I agree that each of us has a genetically deteremined "nature". I forgive like a dog - as soon as the hand is done whacking me - whereas my wife never forgives. However, I know people who started out like my wife, and after turning their hearts over to Jesus, and learning that He expects us to forgive, turned into forgiving people. Now regarding our discussion about laws of nature, it is a "chicken or the egg" debate, which to fully answer would take us off the purpose of this page (i.e. into evolution vs creation) and I don't want to distract from the page's intent. -- BrucePennington

I wonder if Ibrahim's former neighbour is still violent.

Why do you guys need to believe in god? Jesus is people's opium. You don't need Jesus or any god, unless you have a weak mind.

Why does opium get such a bad rap?

Remember, the whole "life and sentience" thing is a happy accident where a bunch of molecules tripped over one another and bumped into some random electricity at a temperature and pressure that just happened to be ideal for "life" and, in the biggest chain of coincidences and luck ever -- presto! -- we have life and evolution and intelligence.

Now that's what I call faith!

Oh please, it only looks that way in hindsight. It's more like, evolution has tried just about every possible approach, and 99.99999% of them failed and what we see as life today, was the only way it could have worked, it's not luck, it's sheer brute force over billions of years.

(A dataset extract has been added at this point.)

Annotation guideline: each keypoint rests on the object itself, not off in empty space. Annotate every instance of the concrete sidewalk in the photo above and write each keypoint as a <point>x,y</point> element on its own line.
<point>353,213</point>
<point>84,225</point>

Given that much time, and that many attempts, it'd be a miracle if life didn't develop! Evolution is about the most inefficient process you could imagine.

Somewhere, in the infinitely near future, an infinity of monkeys knocks on the publisher's door with a manuscript for Hamlet ...

For the record, the canonical Near Death Experience, characterized by visions of a tunnel of light, are identical to the experiences of pilots who pass out while going through G-force training. That's what it's like when your brain is getting an insufficient supply of blood. Aside from conclusions that reflect various belief systems, there is no evidence to suggest that what people experience in near-death provides any information about the afterlife. It's like going swimming on the beach in California, and mistaking the ocean for Japan. -- NickBensema

Not to mention that they're dying... their brain is malfunctioning, it's not surprising that you see all kinds of things as your brain shuts down. How much can you trust what it sees when you know it was malfunctioning, because you almost died?